Border reached the close on the second day needing 95 more runs for victory
with nine wickets standing and two full days' play left.
The home side, then, are well on top. However, the unpredictable nature of
the pitch has made batting a less than perfect science and Northerns are by no
means out of this match.
Border replied to Northerns' first innings of 190 with 236. The visitors
then crashed to a second innings total of 150, leaving Border a victory
target of 105, and the home side were 10 for one at the close.
Border resumed on 114 for five and Northerns must have smelt blood when
Laden Gamiet was caught behind for 18 off the fifth ball of the day,
delivered by Greg Smith.
With Pieter Strydom, Gamiet added 42 runs in the most steady partnership of
the innings up to that point and the breakthrough seemed to snuff out
Border's hopes of taking a first innings lead.

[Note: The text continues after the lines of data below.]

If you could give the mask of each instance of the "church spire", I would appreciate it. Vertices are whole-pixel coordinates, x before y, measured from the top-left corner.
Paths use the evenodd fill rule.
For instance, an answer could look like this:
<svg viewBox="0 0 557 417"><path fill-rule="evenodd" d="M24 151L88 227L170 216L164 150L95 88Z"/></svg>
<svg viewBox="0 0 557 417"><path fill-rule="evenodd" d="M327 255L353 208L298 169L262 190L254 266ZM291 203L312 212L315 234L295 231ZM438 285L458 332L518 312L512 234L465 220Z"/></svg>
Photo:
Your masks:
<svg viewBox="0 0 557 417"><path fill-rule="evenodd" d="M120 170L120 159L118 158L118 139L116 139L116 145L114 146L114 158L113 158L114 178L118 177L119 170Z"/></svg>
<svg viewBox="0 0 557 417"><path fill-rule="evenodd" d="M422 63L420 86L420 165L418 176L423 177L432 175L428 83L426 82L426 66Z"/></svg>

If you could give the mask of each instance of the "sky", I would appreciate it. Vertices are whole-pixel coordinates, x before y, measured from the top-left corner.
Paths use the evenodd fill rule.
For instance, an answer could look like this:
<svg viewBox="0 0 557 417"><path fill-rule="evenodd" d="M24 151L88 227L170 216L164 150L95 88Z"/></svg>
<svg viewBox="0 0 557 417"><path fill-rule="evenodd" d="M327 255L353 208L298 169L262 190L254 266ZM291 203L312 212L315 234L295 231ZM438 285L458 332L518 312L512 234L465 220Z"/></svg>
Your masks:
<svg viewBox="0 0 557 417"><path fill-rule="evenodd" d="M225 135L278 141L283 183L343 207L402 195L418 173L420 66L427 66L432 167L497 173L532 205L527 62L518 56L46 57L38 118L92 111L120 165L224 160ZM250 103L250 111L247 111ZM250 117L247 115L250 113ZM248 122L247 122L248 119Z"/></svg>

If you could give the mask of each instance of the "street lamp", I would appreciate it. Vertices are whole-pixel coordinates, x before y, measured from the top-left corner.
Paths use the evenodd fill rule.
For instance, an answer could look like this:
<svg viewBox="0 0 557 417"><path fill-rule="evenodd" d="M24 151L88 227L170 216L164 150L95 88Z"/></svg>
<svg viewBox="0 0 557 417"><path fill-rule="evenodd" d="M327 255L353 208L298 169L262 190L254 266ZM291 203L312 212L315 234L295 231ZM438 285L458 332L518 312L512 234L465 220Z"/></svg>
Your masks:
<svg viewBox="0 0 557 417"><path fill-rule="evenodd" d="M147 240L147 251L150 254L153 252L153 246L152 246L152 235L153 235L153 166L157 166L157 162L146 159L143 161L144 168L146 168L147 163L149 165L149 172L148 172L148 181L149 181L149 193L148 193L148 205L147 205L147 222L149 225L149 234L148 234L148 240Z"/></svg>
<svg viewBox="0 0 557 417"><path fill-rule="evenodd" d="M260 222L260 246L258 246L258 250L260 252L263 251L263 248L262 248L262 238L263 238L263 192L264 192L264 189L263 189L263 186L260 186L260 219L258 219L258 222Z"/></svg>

However, Strydom found in Vasbert Drakes a reliable partner and they
frustrated the visitors until midway through the morning session when
Strydom tamely succumbed to the slip cordon off the bowling of David
Townsend.
The Border skipper's typically gutsy innings of 86 began with his team
teetering on 47 for four, and it encompassed three hours, 126 balls and 14
fours.
Strydom's dismissal made it 188 for seven, and the tail did well to wring
another 48 runs out of the innings, which ended three overs before lunch.
Drakes was ninth out for 35, while Geoff Love helped him put on 31 useful
runs for the eighth wicket.
Gerald Dros dismissed Love and Drakes in the space of three deliveries but
Northerns' most impressive bowler was Townsend, who kept it tight and let
the pitch do the rest in taking five for 49.
Northerns, then, began their second innings with a deficit of 46 runs, and
slipped further into trouble when Drakes removed Johan Myburgh and Martin
van Jaarsveld with consecutive deliveries in the 14th over.
The West Indian trapped opener Myburgh in front for 11 before having Van
Jaarsveld caught behind by wicketkeeper Mark Boucher.
Drakes proved his immense worth to Border for the umpteenth time by also
dismissing Jacques Rudolph and Neil McKenzie to claim the scalps of
Northerns' entire top four in taking four for 35.
He bowled McKenzie for 24 to reduce the visitors to 83 for five, perhaps the
point of no return for a team which went to tea on 69 for two and lost their
last eight wickets for 81 runs.
Border bowled well, but Northerns caused most of their own misery by playing
expansively when circumspection was called for.
Piet Botha was caught at short leg off Smith for eight with what became the
last ball of the day's play, leaving Craig Sugden not out on one.